Diamondback moth has been spotted in Macomb County in cabbages and greens. These caterpillars are tiny, and very active when harassed. They make tiny silk cocoons on the leaves. Treat when more than 30 percent of plants show signs of caterpillars and feeding damage prior to the cupping stage. Once the plants start cupping, the threshold gets tighter to 20 percent infestation. Between heading and harvest the threshold becomes 10 percent infestation. B.t. works well on all three species of cabbage caterpillars, i.e., cabbage whites, diamondback moth, cabbage looper, and the thresholds are the same.
In lettuce, harvesting of transplants has begun, and direct-seeded crops are being thinned and treated for Sclerotinia.
In carrots, aster leafhoppers are being found more frequently around the state, and their infectivity for aster yellows disease is increasing. I found many when sweeping the field margins in Lapeer County, and will be sending them to campus for infectivity analysis today.
Onion thrips have not reached threshold, and this recent rain and cooler temps will set them back.
Colorado potato beetle can be found now as adults and larvae in potatoes. Cultivating row middles and hilling the potatoes can knock back weeds and potato beetle eggs/larvae in the same process.
In string, snap, bush, and wax beans, field snap beans are near harvest in Saginaw County.
In melons and summer squash, some melon plantings are experiencing salt burn from excess copper or fertilizer applications. They are more vulnerable to this than other vine crops, but this should not affect yield if the problem is localized. Powdery mildew has been spotted in Southeast Michigan, and bacterial foliar diseases have been spotted in Saginaw County. This wet weather warrants some preventative fungicide action.

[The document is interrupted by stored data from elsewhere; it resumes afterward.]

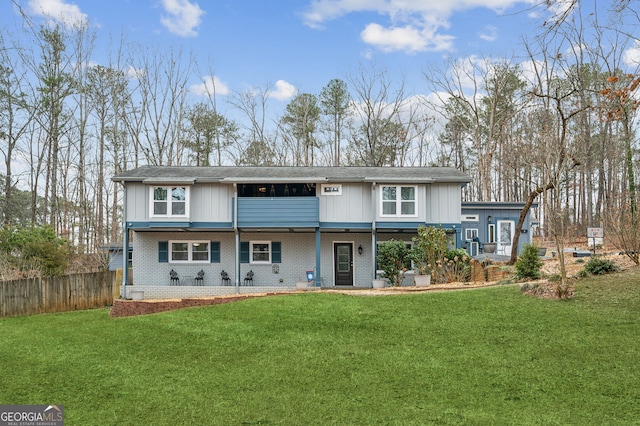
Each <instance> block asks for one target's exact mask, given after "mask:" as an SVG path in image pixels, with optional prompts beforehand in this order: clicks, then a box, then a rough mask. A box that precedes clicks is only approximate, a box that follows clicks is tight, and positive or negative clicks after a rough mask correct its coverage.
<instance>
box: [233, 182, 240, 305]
mask: <svg viewBox="0 0 640 426" xmlns="http://www.w3.org/2000/svg"><path fill="white" fill-rule="evenodd" d="M233 231H234V234H235V245H236V257H235V259H236V262H235V269H236V271H235V275H236V283H235V287H236V294H240V230H239V229H238V184H237V183H234V184H233Z"/></svg>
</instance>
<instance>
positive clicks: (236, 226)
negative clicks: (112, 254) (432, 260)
mask: <svg viewBox="0 0 640 426" xmlns="http://www.w3.org/2000/svg"><path fill="white" fill-rule="evenodd" d="M113 180H114V181H115V182H120V183H121V184H122V185H123V187H124V238H123V246H124V247H128V246H129V244H131V246H132V247H133V259H132V261H133V262H132V264H133V268H134V271H135V280H134V286H135V289H136V290H144V293H145V296H144V297H145V298H167V297H185V296H206V295H219V294H230V293H249V292H265V291H266V292H268V291H278V290H284V289H294V288H295V287H296V282H299V281H307V280H309V281H310V285H313V286H322V287H335V286H354V287H370V286H371V282H372V280H373V279H374V278H375V275H376V264H375V253H376V245H377V244H378V243H379V242H380V241H384V240H388V239H391V238H394V239H396V240H398V239H399V240H403V241H406V242H407V243H408V244H410V243H411V237H412V236H414V235H415V233H416V229H417V227H418V226H419V225H436V226H437V225H439V226H442V227H443V228H444V229H446V230H447V232H448V233H449V235H450V242H451V246H452V247H461V246H462V244H463V239H462V236H461V190H462V187H463V186H464V185H466V184H467V183H468V182H470V178H469V176H467V175H466V174H464V173H462V172H460V171H458V170H456V169H453V168H445V167H420V168H417V167H165V166H144V167H140V168H137V169H134V170H130V171H126V172H123V173H121V174H119V175H117V176H115V177H114V178H113ZM127 275H128V273H127V269H126V268H125V273H124V277H123V281H124V282H128V281H127V280H128V278H127Z"/></svg>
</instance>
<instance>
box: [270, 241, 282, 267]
mask: <svg viewBox="0 0 640 426" xmlns="http://www.w3.org/2000/svg"><path fill="white" fill-rule="evenodd" d="M271 263H282V243H280V242H276V241H274V242H272V243H271Z"/></svg>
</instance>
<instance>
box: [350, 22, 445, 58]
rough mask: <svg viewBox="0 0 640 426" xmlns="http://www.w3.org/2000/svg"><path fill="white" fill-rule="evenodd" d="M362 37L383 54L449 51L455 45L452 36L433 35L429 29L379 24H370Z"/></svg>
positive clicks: (363, 31)
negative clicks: (385, 27)
mask: <svg viewBox="0 0 640 426" xmlns="http://www.w3.org/2000/svg"><path fill="white" fill-rule="evenodd" d="M360 36H361V37H362V40H363V41H364V42H365V43H368V44H371V45H373V46H376V47H377V48H378V49H380V50H382V51H383V52H393V51H404V52H407V53H416V52H424V51H426V50H434V51H440V50H449V49H451V48H452V44H453V43H452V42H453V37H452V36H445V35H437V34H431V33H429V29H427V28H424V29H422V30H420V29H418V28H415V27H413V26H411V25H408V26H405V27H391V28H384V27H383V26H381V25H378V24H369V25H367V26H366V27H365V29H364V30H363V31H362V33H361V34H360Z"/></svg>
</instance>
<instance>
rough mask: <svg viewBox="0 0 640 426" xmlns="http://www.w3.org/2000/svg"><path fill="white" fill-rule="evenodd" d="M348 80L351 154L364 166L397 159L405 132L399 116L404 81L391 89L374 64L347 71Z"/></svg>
mask: <svg viewBox="0 0 640 426" xmlns="http://www.w3.org/2000/svg"><path fill="white" fill-rule="evenodd" d="M348 81H349V85H350V87H351V88H352V90H353V91H354V98H353V101H352V111H353V115H354V122H353V124H354V126H355V129H354V130H353V131H352V132H351V134H352V142H351V146H350V147H349V149H350V151H351V152H352V156H353V157H355V158H357V159H358V160H357V161H358V162H359V163H360V164H364V165H366V166H383V165H392V164H395V163H398V162H401V159H399V158H398V157H397V156H398V153H399V152H402V150H403V144H404V143H405V142H406V136H407V132H408V130H407V127H406V126H405V125H404V124H403V123H402V118H401V112H402V108H403V105H404V102H405V91H404V83H400V84H399V86H398V87H397V88H396V89H394V88H393V84H392V82H391V80H390V79H389V77H388V75H387V72H386V71H385V70H383V69H379V68H376V66H375V65H373V66H371V67H370V68H368V69H367V68H364V67H360V70H359V73H357V74H354V75H350V76H349V77H348ZM398 160H400V161H398Z"/></svg>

In tomatoes and peppers, if you have received 40 plus hours of leaf wetness, preventatively treat for bacterial diseases. In slicing cucumbers, harvest is underway in greenhouses. In pickling cucumbers, 50 to 60 percent are seeded in the Saginaw and Bay area. Downy mildew has not been confirmed in the Midwest yet, and spore traps in the Southeast and Bay area have not captured significant numbers. In table beets, radishes, turnips, and celery root, red beets are going to be ready soon. Celery root is all in.
In winter squash and pumpkins, seagulls have been a problem on direct seeded pumpkins in Saginaw and Bay counties. They are quick learners and communicators, and are attracted to places where humans have been working soil, because they unearth worms. Presumably, they will opportunistically feed on fresh seeds as well. I have observed that when a seed has already started to sprout they will leave it alone. Overseeding and/or covering can help ensure a good stand. They only need to be protected for a couple days.